Fellow: Awarded 1963
Field of Study: Chemistry

Competition: US & Canada

Education: Massachusetts Institute of Technology

After receiving a Ph.D. degree from the University of California, Berkeley, Carl Wesley Garland joined the MIT faculty in 1953. Initial efforts to establish his research program were supported by an Alfred P. Sloan Fellowship (1954-1960), and his initial teaching involved the development of new experiments for an undergraduate chemistry course. The latter effort resulted in a laboratory textbook Experiments in Physical Chemistry (1st edition 1962) coauthored with David Shoemaker, who had been a Guggenheim Fellow in 1947. His Guggenheim Fellowship in 1963 made possible a sabbatical leave at the Cavendish Laboratory in Cambridge, England, during the 1963-64 academic year. This sabbatical set the standard for several productive later sabbaticals in Europe, mostly in France where de Gennes had stimulated world-class liquid crystal research activities.

Professor Garland’s research has concerned the study of phase transitions and order-disorder phenomena in ionic crystals like ammonium chloride, where the orientation of NH4+ ions becomes disordered at a lambda-type transition, and in liquid crystal materials. Liquid crystals are especially interesting systems since they provide a rich variety of translational and orientational ordering. The goal is to understand the role of order parameter symmetry, interaction range, and competing interactions in determining the stability of phases and the critical fluctuations near transitions between phases. In addition to the study of bulk materials, the phase behavior of liquid crystals in the fractal pores of very low density gels of colloidal aerosil particles provides an ideal way to study quenched randomness. In this case, random ordering fields due to interactions with the surface of the sil particles greatly modify the critical behavior.

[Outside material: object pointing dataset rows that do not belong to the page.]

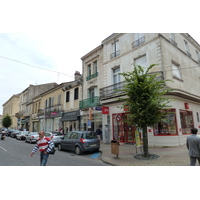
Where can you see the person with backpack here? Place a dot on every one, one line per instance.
(45, 145)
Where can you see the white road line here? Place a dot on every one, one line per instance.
(3, 149)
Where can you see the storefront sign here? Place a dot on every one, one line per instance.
(118, 117)
(187, 106)
(105, 110)
(70, 116)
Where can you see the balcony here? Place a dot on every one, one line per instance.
(112, 91)
(188, 53)
(92, 76)
(173, 42)
(115, 54)
(138, 42)
(90, 102)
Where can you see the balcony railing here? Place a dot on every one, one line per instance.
(115, 54)
(172, 41)
(112, 90)
(188, 53)
(138, 42)
(92, 76)
(90, 102)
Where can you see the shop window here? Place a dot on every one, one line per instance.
(168, 125)
(186, 121)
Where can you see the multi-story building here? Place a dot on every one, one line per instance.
(57, 107)
(177, 56)
(72, 94)
(25, 99)
(90, 106)
(10, 107)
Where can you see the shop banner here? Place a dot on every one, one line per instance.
(137, 138)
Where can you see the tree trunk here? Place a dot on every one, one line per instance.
(145, 142)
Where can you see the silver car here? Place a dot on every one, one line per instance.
(55, 136)
(80, 141)
(32, 137)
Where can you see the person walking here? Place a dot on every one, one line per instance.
(99, 132)
(193, 145)
(44, 145)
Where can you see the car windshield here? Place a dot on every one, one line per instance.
(90, 135)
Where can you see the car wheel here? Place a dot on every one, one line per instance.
(59, 147)
(78, 150)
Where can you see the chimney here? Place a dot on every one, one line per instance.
(77, 75)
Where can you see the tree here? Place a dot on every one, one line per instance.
(145, 100)
(7, 121)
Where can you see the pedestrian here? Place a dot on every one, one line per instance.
(99, 133)
(44, 145)
(193, 145)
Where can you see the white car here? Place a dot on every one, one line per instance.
(32, 137)
(55, 136)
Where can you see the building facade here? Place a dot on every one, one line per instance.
(177, 59)
(11, 107)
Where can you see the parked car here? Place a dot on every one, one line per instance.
(14, 133)
(21, 135)
(31, 137)
(8, 133)
(80, 141)
(55, 137)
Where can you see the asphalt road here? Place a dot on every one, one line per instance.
(17, 153)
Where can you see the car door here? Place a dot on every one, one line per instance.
(66, 141)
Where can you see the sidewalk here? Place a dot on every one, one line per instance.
(168, 156)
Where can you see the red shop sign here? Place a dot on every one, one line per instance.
(105, 110)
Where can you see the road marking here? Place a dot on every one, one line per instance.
(3, 149)
(95, 155)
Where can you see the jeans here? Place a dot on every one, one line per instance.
(43, 158)
(193, 161)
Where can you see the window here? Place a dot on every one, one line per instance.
(172, 39)
(75, 93)
(186, 121)
(168, 124)
(138, 39)
(176, 71)
(142, 61)
(198, 57)
(116, 75)
(89, 70)
(187, 50)
(67, 96)
(95, 67)
(115, 50)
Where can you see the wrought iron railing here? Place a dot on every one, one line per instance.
(172, 41)
(90, 102)
(92, 76)
(115, 54)
(112, 90)
(138, 42)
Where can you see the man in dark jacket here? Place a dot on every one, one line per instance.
(193, 145)
(99, 132)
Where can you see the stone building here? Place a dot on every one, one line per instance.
(177, 56)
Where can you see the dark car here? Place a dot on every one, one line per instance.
(55, 136)
(14, 134)
(80, 141)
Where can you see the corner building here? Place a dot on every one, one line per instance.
(178, 59)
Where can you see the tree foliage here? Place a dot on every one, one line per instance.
(7, 121)
(145, 100)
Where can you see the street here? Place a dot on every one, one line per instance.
(17, 153)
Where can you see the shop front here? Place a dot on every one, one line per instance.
(71, 121)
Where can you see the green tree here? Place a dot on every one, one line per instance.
(145, 100)
(7, 121)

High-resolution experimental techniques that included computer-controlled ac calorimetry, ultrasonic spectroscopy, and synchrotron x-ray scattering were used in these phase transition studies.

During the period 1952-2009, he published more than 200 scientific papers, and an 8th edition of Experiments in Physical Chemistry was published in 2009. Professor Garland is a Fellow of the American Academy of Arts and Sciences.